Our goal is to create a rich and diverse corpus of medical sentences assessed and labeled in terms of their credibility by medical experts. To obtain reliable and comparable credibility evaluations, the experts participating in our study were supported by a detailed annotation protocol.

The medical experts evaluated the credibility of sentences with the following set of labels and the corresponding instruction:

CRED (credible): the sentence is reliable; does not raise major objections; contains verifiable information from the medical domain

NONCRED (not credible): the sentence contains false or unverifiable information; contains persuasion contrary to current medical recommendations; contains outdated information

NEU (neutral): the sentence does not contain factual information (eg, it is a question); is not related to medicine

The experts were asked to base their answers mostly on their experience, knowledge, and intuition, but they were also allowed to use an external database that they would usually use in the course of their medical practice. The main direction provided to the experts was to focus on the patient’s alleged perception of the information. The control question stated as follows: “If the patient asked you if he or she should trust this statement, would you say yes or no?”

In addition, we collected the following information for each sentence:

Time needed for evaluation (in milliseconds)

(Optional) Reason for evaluating the sentence as noncredible

Number of surrounding sentences needed to understand the context of the sentence being evaluated

Examples of credible sentences from the cholesterol and statins topic include the following:

Lp(a), the worst cholesterol, is a number most doctors don’t measure.

Monitoring cholesterol levels is crucial because individuals with unhealthy cholesterol levels typically do not develop specific symptoms.

Non-communicable chronic disease is now the biggest killer on the planet.

Examples of noncredible sentences include the following:

For the remaining 90% of the population, the total cholesterol had no predictive value.

It seems likely that fear of fat is unreal, based on a carry-on of the cholesterol fear.

Most people don’t need to cut down on the cholesterol that’s found in these foods.

Examples of neutral sentences include the following:

Seven [research items] found no link between LDL cholesterol and cardiovascular mortality.

These perspectives won’t make headlines and they won’t appeal to those who want a simple and definite answers.

This is not why I went to medical school.

Impact of Sentence Context on Credibility Evaluation

Table 1 shows how many sentences required additional m-surrounding sentences to provide the context for annotation.

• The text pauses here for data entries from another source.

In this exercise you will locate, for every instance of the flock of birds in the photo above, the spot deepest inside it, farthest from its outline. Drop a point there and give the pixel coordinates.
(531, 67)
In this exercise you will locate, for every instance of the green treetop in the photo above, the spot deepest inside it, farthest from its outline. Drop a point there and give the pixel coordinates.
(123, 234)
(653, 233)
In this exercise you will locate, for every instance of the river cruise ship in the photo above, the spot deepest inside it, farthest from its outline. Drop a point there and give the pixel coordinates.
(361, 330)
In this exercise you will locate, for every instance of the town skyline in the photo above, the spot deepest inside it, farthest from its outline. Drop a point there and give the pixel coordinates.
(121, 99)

When focusing on noncredible statements, more than 71.27% (1377/1932) of the sentences were self-explanatory, 26.6% (514/1932) of the sentences required a single sentence of context, and less than 2.17% (42/1932) of the sentences required 2 or more sentences of context. Thus, we conclude that our choice of the sentence as the unit of information is justified.

Table 1

Number of surrounding sentences (m) needed to understand the context and evaluate the credibility of a sentence for all data, only credible subset, only noncredible subset, and only neutral subset (n=10,649).

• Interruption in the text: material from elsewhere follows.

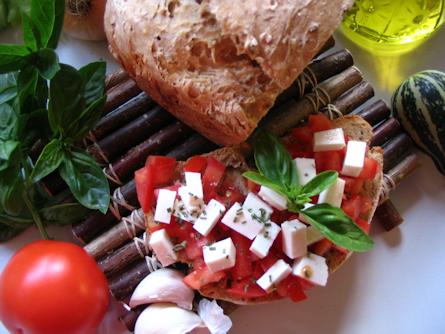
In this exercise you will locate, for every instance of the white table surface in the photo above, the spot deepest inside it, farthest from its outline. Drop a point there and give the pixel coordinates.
(398, 287)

m	All data, n (%)	Credible subset, n (%)	Noncredible subset, n (%)	Neutral subset, n (%)
0	8565 (80.43)	4955 (80.07)	1377 (71.27)	2233 (88.3)
1	1958 (18.39)	1165 (18.83)	514 (26.6)	279 (11.03)
2	107 (1)	57 (0.92)	34 (1.76)	16 (0.63)
3	12 (0.11)	5 (0.08)	6 (0.31)	1 (0.04)
<3	8 (0.07)	6 (0.1)	2 (0.05)	0 (0)

For the annotation process, we used the software developed specifically for this experiment. During the experiment, the medical expert could not see the context of the whole document while annotating a sentence. However, we provided the most relevant keywords collected from the rest of the document. Keywords were extracted using the methods described in the study by Nabożny et al [46]. A single task is shown in Figure 1.

Figure 1

Annotation interface: single sentence view.

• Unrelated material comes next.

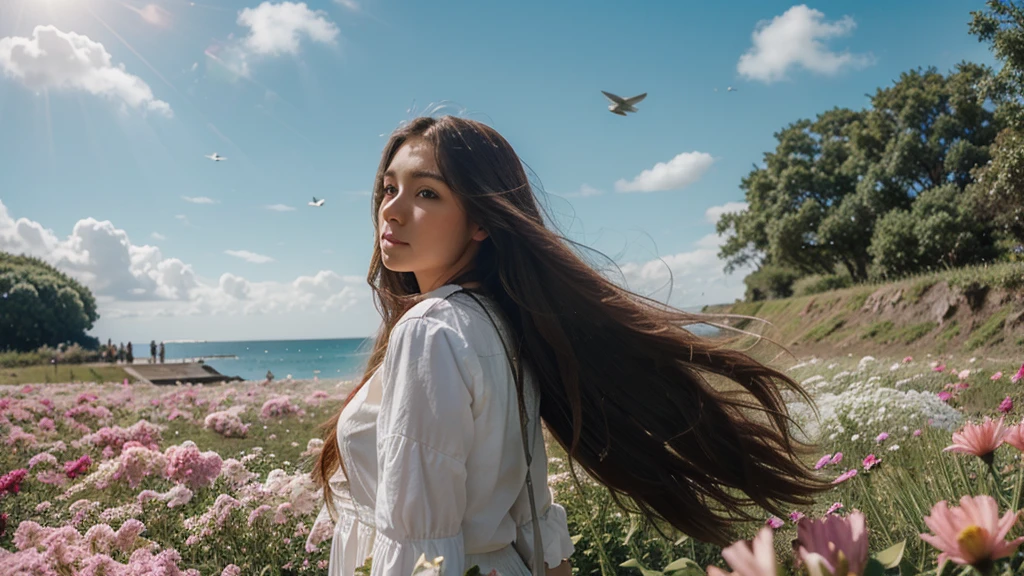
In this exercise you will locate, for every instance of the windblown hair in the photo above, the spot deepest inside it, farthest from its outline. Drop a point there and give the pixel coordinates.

If the medical expert decided that a sentence could not be assessed because of insufficient context (despite visible keywords), they could display the preceding and succeeding sentences in the annotation view, as shown in Figure 2. Each medical expert was asked to annotate approximately 1000 randomly chosen sentences. Whenever the medical expert labeled a sentence as noncredible, they were asked to provide the reason for their decision. To avoid the effect of intentionally skipping the NONCRED label to complete the task quicker, providing the reason was optional, and the expert could also choose an explanation from a set of tags prepared beforehand.

Figure 2

Annotation interface: sentence in context view.

The set of possible explanations prepared in advance included the following:

The sentence contains argumentation that is weak or irrelevant, given the context of the subject being discussed.

The sentence contains an encouragement to act inconsistently with current medical knowledge.

The author of this sentence shows signs of the lack of substantive knowledge or is not objective.

The sentence is an anecdote or a rumor.

The sentence is an advertisement of an unproven drug or substance or an unproven therapy.

The sentence cites research that was conducted on a small sample.

The sentence contains invalid numerical data.

The sentence contains outdated information.

The sentence is incomprehensible or grammatically incorrect.

Most of the annotation was conducted in controlled laboratory conditions. The experts were performing annotation tasks in the presence of a supervisor who was conducting the experiment. At any time, the medical experts had access to the detailed instruction (definitions of each label) and could also ask the supervisor for assistance. The experts completed 70% of the tasks in controlled conditions, and the rest were completed with web-based assistance within a few days after the conclusion of the laboratory experiment.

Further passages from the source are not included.